Effets de transmission sur la chaîne industrielle. Les tensions au Moyen-Orient exercent une pression indirecte sur l’infrastructure Web3. Près de 20 % du pétrole transporté par voie maritime dans le monde transite par le détroit d’Ormuz, si bien que la hausse des coûts énergétiques alourdit directement les dépenses des centres de données et des opérations de minage. De plus, certains sites de minage et opérateurs de nœuds installés au Moyen-Orient sont exposés à des risques physiques, ce qui accélère la diversification géographique de la puissance de calcul dans le secteur.

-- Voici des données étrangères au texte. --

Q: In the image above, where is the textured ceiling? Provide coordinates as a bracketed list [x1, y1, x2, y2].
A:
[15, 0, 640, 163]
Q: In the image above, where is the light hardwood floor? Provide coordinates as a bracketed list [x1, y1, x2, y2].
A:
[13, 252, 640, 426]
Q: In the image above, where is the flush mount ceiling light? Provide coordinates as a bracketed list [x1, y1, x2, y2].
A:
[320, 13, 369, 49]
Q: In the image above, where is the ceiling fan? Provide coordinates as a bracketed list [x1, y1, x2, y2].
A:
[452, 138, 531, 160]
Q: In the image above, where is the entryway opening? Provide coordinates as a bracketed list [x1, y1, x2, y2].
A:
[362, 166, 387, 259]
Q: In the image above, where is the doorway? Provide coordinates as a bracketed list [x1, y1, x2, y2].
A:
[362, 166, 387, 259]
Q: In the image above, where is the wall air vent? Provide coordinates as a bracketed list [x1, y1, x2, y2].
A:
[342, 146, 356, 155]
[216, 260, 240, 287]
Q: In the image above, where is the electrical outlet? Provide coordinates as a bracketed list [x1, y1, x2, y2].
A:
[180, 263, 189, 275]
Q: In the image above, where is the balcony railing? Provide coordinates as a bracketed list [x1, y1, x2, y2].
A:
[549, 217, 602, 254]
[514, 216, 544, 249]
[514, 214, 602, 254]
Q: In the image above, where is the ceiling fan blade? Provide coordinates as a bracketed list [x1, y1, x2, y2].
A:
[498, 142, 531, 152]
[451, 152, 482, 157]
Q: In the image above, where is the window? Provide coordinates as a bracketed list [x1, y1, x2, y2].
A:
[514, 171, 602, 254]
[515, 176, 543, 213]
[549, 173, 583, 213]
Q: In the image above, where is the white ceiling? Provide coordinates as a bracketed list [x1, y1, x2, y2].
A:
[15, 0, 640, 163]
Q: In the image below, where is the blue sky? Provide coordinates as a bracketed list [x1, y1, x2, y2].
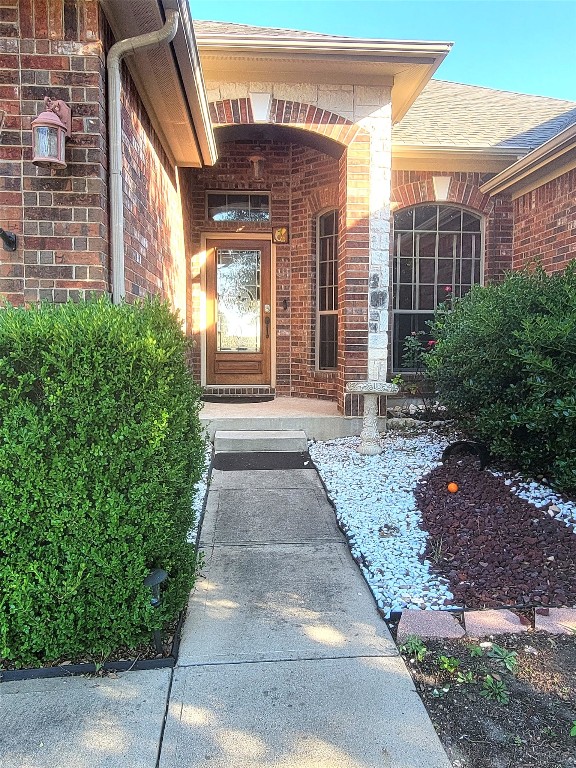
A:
[190, 0, 576, 101]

Incertitude réglementaire. Les dispositions sur le dégel des avoirs prévues dans le mémorandum États-Unis–Iran — qui portent sur les avoirs iraniens à l’étranger et leur mouvement ultérieur — ravivent le débat sur l’éventuelle utilisation des crypto-actifs comme vecteur de contournement des sanctions. Certains acteurs américains pourraient s’appuyer sur cet argument pour réclamer un renforcement du cadre réglementaire on-chain.
Conclusion
L’apaisement géopolitique garantit-il une hausse du Bitcoin ? Les quatre dernières années montrent qu’il existe une corrélation de court terme, mais la direction, l’ampleur et la durée de l’effet dépendent fortement des mécanismes de transmission propres à chaque événement — il n’existe pas de causalité simple et univoque. Lors de la crise États-Unis–Iran de 2026, le Bitcoin a révélé un nouveau schéma : il reste sous pression, comme les autres actifs risqués, en phase initiale de conflit, mais sa capacité de rebond en phase de reprise dépasse la plupart des actifs traditionnels. Ce phénomène s’explique par des facteurs structurels comme la rigidité de l’offre post-halving, la part accrue de détenteurs de long terme, et les flux institutionnels via les ETF.

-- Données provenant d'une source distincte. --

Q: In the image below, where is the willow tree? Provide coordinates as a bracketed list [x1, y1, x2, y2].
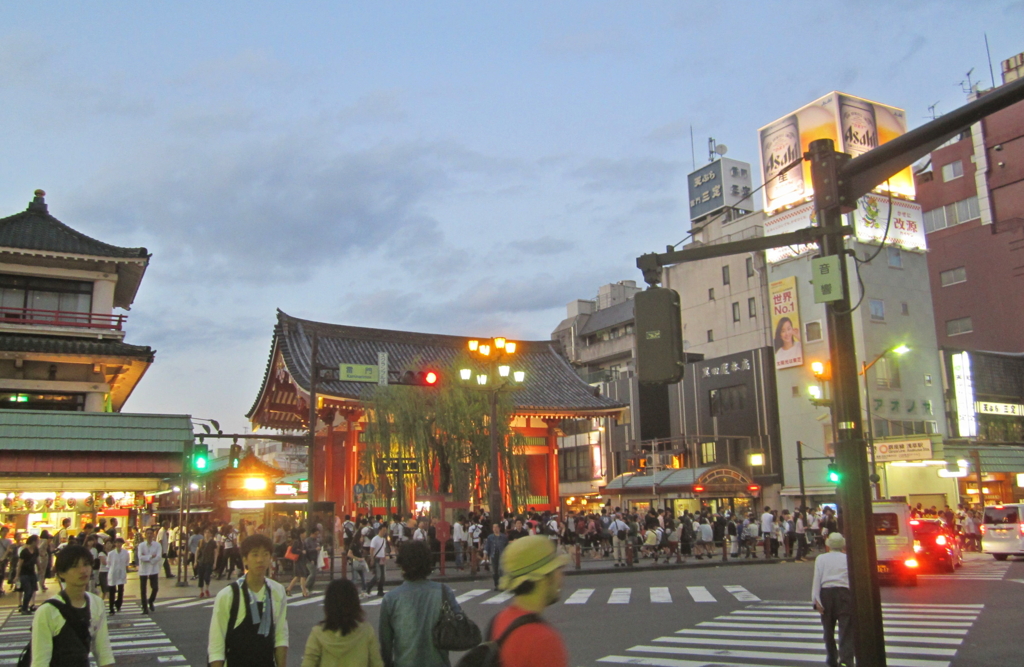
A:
[360, 360, 528, 514]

Le mémorandum en 14 points États-Unis–Iran représente la tentative de cessez-le-feu la plus aboutie depuis le début du conflit, mais il s’agit essentiellement d’un arrangement transitoire, laissant les principaux points de désaccord à des négociations ultérieures. L’évolution du marché crypto dépendra non seulement de la signature du mémorandum, mais aussi de la capacité réelle de la fenêtre de négociation de 30 jours à résoudre les tensions structurelles entre prix du pétrole, inflation et liquidité mondiale — ce sont ces variables qui détermineront la trajectoire de valorisation des crypto-actifs à moyen et long terme.